Holland Taylor (Two-And-A-Half Men) plays Abby, the Maggie Smith role of the cranky misanthrope who just wants everyone to not bother her. The play, which had its world premiere Tuesday at the Manhattan Theatre Club, is set at “the Bristol Place Assisted Living Facility,” where Abby enjoys a sunny double room on a high floor that she has managed to secure for herself because every potential roommate has quickly realized any attempt to stay will have an adverse effect on health and temperament.

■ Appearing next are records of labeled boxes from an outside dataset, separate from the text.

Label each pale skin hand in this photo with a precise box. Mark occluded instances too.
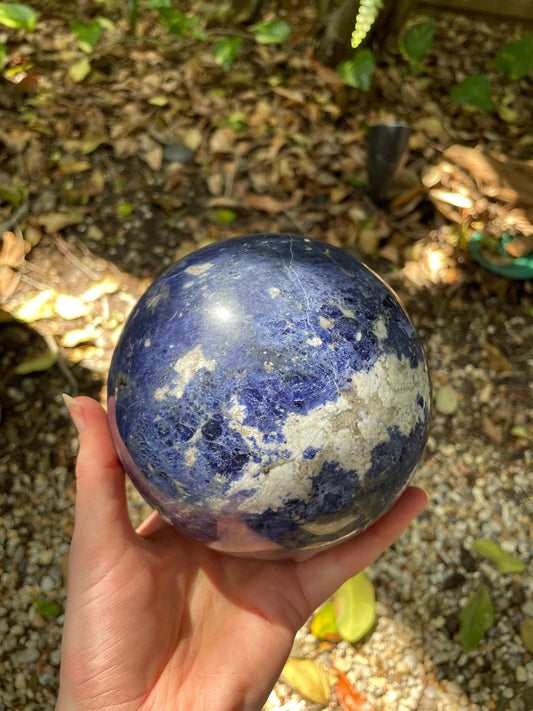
[56,397,426,711]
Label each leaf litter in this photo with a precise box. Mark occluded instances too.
[0,3,533,710]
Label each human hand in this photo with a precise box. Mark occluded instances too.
[56,397,426,711]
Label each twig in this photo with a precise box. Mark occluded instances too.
[43,334,78,397]
[0,201,30,235]
[54,236,99,281]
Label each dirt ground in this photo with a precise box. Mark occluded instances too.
[0,3,533,711]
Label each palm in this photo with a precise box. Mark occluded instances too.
[57,399,422,711]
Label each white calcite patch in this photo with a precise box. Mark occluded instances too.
[224,353,429,513]
[306,336,322,346]
[185,262,213,276]
[154,345,217,402]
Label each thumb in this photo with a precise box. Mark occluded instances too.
[63,395,133,540]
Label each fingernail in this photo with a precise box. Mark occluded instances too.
[63,393,87,434]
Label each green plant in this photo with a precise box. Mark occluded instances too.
[450,74,494,111]
[0,2,37,32]
[337,49,376,91]
[352,0,383,49]
[496,34,533,81]
[400,20,435,63]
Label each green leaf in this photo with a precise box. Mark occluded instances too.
[0,2,37,32]
[496,34,533,80]
[157,6,206,39]
[116,202,135,220]
[282,657,330,706]
[472,539,526,575]
[333,571,376,642]
[157,6,187,37]
[520,618,533,653]
[207,207,237,226]
[400,22,435,61]
[33,597,61,617]
[252,20,291,44]
[213,37,242,71]
[450,74,494,111]
[70,20,102,52]
[68,57,91,84]
[309,602,339,639]
[351,0,383,49]
[15,350,57,375]
[337,49,376,91]
[459,584,494,653]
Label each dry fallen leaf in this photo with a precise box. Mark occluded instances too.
[80,275,120,302]
[55,294,88,321]
[15,289,57,323]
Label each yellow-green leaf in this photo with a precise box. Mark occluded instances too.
[333,571,376,642]
[15,351,57,375]
[520,618,533,653]
[0,2,37,32]
[15,289,57,323]
[459,585,494,652]
[472,539,526,575]
[33,597,61,617]
[68,57,91,84]
[310,602,340,640]
[56,294,87,321]
[283,657,329,706]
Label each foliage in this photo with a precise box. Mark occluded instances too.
[337,49,376,91]
[472,539,526,575]
[352,0,383,49]
[0,2,37,32]
[283,657,330,706]
[400,21,435,62]
[450,74,494,111]
[213,37,242,70]
[252,20,291,44]
[496,34,533,81]
[333,571,376,643]
[311,571,376,643]
[459,583,494,653]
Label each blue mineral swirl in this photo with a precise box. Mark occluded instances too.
[108,234,430,556]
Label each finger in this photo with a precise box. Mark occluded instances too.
[135,511,170,538]
[300,486,427,609]
[65,397,133,540]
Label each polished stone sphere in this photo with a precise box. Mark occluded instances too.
[108,234,430,558]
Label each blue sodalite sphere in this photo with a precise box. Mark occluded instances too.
[108,234,430,558]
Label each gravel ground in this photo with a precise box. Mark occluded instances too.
[0,253,533,711]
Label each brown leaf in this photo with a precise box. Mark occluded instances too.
[0,231,31,269]
[245,190,302,215]
[0,267,20,301]
[209,126,235,153]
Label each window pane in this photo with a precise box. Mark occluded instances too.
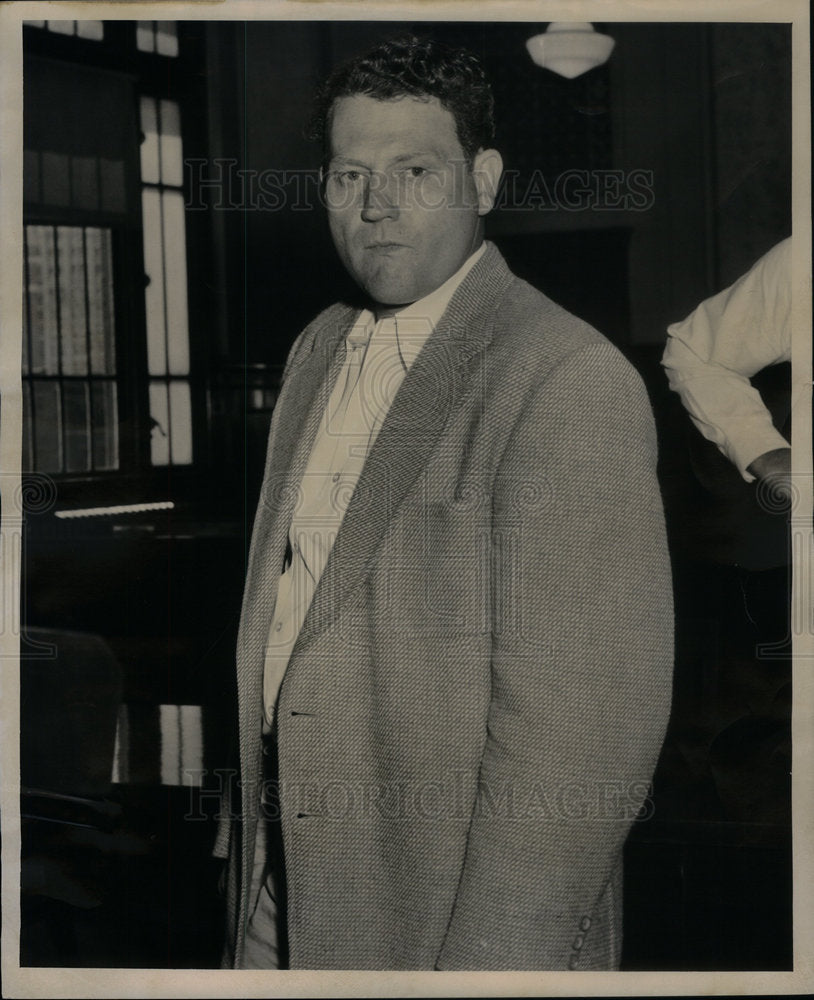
[161,191,189,375]
[91,381,119,469]
[71,156,99,209]
[48,21,76,35]
[85,229,116,375]
[25,226,59,375]
[141,97,161,184]
[170,382,192,465]
[150,382,170,465]
[42,150,71,206]
[136,21,155,52]
[33,381,62,472]
[57,226,88,375]
[99,156,127,212]
[62,381,91,472]
[21,275,30,375]
[141,188,167,375]
[155,21,178,56]
[22,381,34,472]
[76,21,105,42]
[159,101,184,187]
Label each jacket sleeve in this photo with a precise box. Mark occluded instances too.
[436,344,673,969]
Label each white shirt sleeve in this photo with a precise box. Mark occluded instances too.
[661,239,791,482]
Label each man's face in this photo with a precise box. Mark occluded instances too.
[326,94,491,306]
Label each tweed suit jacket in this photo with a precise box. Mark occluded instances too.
[216,244,673,969]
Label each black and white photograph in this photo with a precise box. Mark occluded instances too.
[0,0,814,997]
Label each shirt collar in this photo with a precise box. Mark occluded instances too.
[354,243,486,368]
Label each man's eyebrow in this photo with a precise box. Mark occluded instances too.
[392,149,441,163]
[328,156,370,170]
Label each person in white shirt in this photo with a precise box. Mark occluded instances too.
[215,31,673,970]
[662,238,791,499]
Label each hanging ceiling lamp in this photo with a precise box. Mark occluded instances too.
[526,21,616,80]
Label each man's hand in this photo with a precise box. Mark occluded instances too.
[747,448,794,503]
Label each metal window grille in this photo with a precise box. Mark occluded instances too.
[22,225,119,473]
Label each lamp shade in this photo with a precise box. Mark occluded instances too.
[526,21,616,80]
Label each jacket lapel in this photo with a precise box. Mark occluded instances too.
[237,306,357,745]
[292,244,513,662]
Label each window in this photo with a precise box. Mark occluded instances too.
[23,21,105,41]
[23,21,205,499]
[23,225,119,473]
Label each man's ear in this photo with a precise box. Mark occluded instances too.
[472,149,503,215]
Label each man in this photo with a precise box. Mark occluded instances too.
[662,237,792,500]
[217,38,672,969]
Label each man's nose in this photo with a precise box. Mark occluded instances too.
[362,174,399,222]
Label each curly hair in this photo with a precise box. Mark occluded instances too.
[307,35,495,161]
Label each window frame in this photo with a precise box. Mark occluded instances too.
[23,20,212,506]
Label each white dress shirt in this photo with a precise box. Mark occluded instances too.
[662,239,791,482]
[263,244,486,729]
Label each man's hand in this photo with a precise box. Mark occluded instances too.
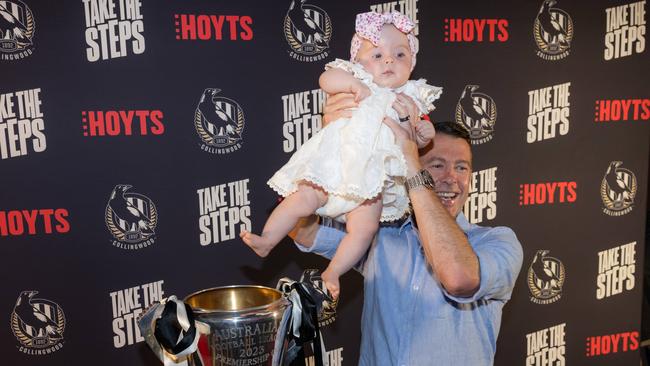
[289,215,318,248]
[323,93,359,127]
[415,120,436,149]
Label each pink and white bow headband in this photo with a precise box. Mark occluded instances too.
[350,11,418,70]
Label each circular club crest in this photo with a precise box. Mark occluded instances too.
[0,0,36,59]
[105,184,158,244]
[600,161,637,216]
[194,88,244,152]
[456,85,497,144]
[11,291,65,354]
[533,0,573,60]
[284,0,332,56]
[528,250,565,304]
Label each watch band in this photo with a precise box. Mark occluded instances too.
[406,169,434,192]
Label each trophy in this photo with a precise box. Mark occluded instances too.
[138,270,336,366]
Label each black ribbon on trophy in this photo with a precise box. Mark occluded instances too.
[138,269,337,366]
[276,269,337,366]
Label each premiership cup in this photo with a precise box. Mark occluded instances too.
[185,286,292,366]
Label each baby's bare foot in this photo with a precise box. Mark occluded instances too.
[321,269,341,300]
[239,230,274,257]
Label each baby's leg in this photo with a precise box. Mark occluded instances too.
[239,182,327,257]
[322,196,382,299]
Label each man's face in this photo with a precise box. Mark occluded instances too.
[420,133,472,217]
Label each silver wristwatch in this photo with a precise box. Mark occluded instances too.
[406,169,434,192]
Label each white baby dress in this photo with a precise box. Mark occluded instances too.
[267,59,442,222]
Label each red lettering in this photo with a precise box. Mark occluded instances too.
[609,334,621,353]
[546,182,557,203]
[105,111,120,136]
[598,100,611,121]
[497,19,509,42]
[0,211,9,236]
[196,15,212,41]
[589,337,600,356]
[38,208,54,234]
[611,100,621,121]
[226,15,239,41]
[449,19,463,42]
[119,111,133,136]
[641,99,650,119]
[181,14,196,39]
[535,184,546,204]
[54,208,70,233]
[630,331,639,351]
[567,182,578,202]
[135,111,149,136]
[88,111,106,136]
[7,211,25,235]
[239,15,253,41]
[149,110,165,135]
[473,19,485,42]
[210,15,225,41]
[22,210,38,235]
[523,184,535,205]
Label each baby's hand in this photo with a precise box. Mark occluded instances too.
[350,80,370,102]
[415,119,436,148]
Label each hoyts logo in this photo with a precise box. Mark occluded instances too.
[0,208,70,236]
[81,110,165,136]
[594,99,650,122]
[519,182,578,206]
[445,18,508,42]
[587,331,639,357]
[174,14,253,41]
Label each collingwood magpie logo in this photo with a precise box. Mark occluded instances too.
[600,161,637,216]
[284,0,332,62]
[194,88,244,154]
[533,0,573,60]
[11,291,65,355]
[528,250,565,304]
[456,85,497,145]
[0,1,36,60]
[105,184,158,249]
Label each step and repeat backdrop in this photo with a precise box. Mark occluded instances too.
[0,0,650,366]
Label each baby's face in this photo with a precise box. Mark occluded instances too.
[357,24,413,89]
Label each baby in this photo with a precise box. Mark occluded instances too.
[240,12,442,299]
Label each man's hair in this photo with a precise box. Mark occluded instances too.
[433,121,472,147]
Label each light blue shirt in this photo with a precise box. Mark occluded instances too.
[298,213,523,366]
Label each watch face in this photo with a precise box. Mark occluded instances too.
[422,169,434,189]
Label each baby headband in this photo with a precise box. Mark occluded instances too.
[350,11,418,70]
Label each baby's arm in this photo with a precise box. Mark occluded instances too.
[318,68,370,102]
[415,119,436,149]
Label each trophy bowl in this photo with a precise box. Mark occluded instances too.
[184,286,291,366]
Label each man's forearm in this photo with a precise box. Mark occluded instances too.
[409,186,480,297]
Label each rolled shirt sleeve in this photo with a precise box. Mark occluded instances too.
[443,226,523,303]
[296,225,345,259]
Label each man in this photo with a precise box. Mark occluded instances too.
[292,96,522,366]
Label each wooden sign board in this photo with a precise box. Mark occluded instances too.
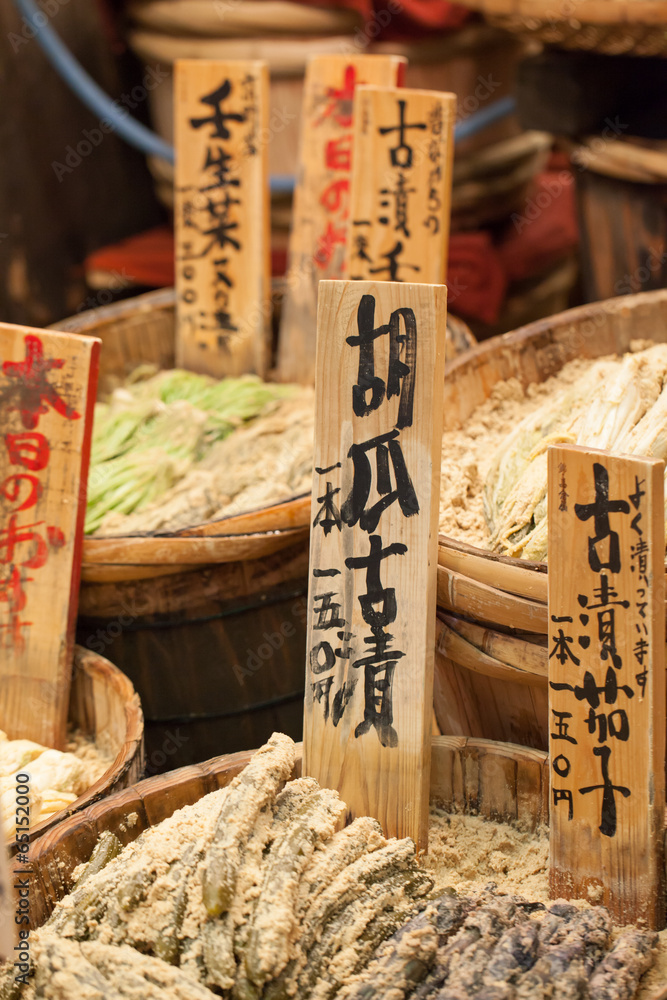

Until, that is, the arrival of Marilyn, played to a fare-thee-well by Marylouise Burke in the Debbie Reynolds role of the sunny optimist who will not go to the dark side no matter how much she is pushed. You couldn’t ask for a more classic situation to stick a comedy in. They agree to a bet: If Marilyn can frighten Abby, she gets to stay. But if Abby can make Marilyn angry first, she has to move to another apartment.
What ensues is a series of increasingly harrowing smackdowns as both women raise the stakes (with a considerable assist from Alexander Dodge’s ingenious sets, which change locales with the greatest of ease). We’ll see some sky-diving (hence the title) as well as a confrontation with a long-estranged son, tampering with medications and a visit to a haunted house.
With Lindsay-Abaire — a shape-shifting writer whose always humanist works range from twee (Fuddy Meers) to serious (Good People) to dead serious (Rabbit Hole) — nothing ever happens merely for its own sake. There are deeper issues lurking below the comedic surface here as well, having to do with loneliness and life consequences, how we treat the elderly and how darned inconvenient they can be, with their aches and pains and other psychological disappointments. Director David Hyde Pierce and his cast navigate these treacherous waters with finesse and snap timing that gradually build from belly laughs to something more emotionally nutritious. The cast includes form Saturday Night Live cast member Rachel Dratch, Glenn Fitzgerald, Daoud Heidami and Nate Miller, all terrific. But this is the Holland and Marylouise show all the way, and they make the most of it. A show to treasure.